CONTAS

EM EXIBIÇÃO
MANUEL SAN-PAYO : 2020.03.07

CONTAS MANUEL SAN-PAYO




07 > 28MAR 2020 : PINTURA/DESENHO

No princípio era o osso. Ou a pedra, que é o osso da terra. Se se instala no corpo, há-de trazer a dor ou a loucura que é preciso expelir. Fora dele, é instrumento universal de contas e de contos – uma narrativa de tempo lento onde cabem todas as narrativas, a interrogação ao que está para diante, a interpelação ao invisível, a mais antiga maneira registada de quantificar o que nos rodeia e de o organizarmos simbolicamente.
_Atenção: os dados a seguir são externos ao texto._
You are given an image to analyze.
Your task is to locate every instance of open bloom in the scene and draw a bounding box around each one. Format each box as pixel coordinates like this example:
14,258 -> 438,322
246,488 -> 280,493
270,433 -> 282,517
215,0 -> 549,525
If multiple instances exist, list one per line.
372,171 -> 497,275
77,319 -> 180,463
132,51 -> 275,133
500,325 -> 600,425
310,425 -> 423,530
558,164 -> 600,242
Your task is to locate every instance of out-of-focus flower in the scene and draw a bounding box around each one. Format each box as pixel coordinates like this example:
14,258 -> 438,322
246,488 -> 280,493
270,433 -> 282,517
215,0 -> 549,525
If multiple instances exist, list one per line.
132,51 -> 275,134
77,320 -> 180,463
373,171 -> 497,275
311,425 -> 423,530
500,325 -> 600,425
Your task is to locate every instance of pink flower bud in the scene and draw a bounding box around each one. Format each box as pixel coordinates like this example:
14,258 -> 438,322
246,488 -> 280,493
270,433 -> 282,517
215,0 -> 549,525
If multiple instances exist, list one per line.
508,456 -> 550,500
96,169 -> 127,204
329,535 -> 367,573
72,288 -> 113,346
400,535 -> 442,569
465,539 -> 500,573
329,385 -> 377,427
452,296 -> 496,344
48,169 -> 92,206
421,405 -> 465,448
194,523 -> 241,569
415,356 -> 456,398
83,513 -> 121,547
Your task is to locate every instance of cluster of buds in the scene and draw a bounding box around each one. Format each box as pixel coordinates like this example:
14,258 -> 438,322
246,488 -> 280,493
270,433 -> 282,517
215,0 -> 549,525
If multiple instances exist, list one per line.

Na Roma Antiga, às contas do ábaco, cuja história vinha já de trás, chamavam calculi. O calculus, essa pequena pedra que está na base da solução de problemas numéricos, mas também na da avaliação de grandezas e na conjectura de probabilidades, é um dado muito concreto na nossa relação mental com o mundo. E na física também: «Concreção que se cria na bexiga, nos rins ou no fígado», estipula o dicionário.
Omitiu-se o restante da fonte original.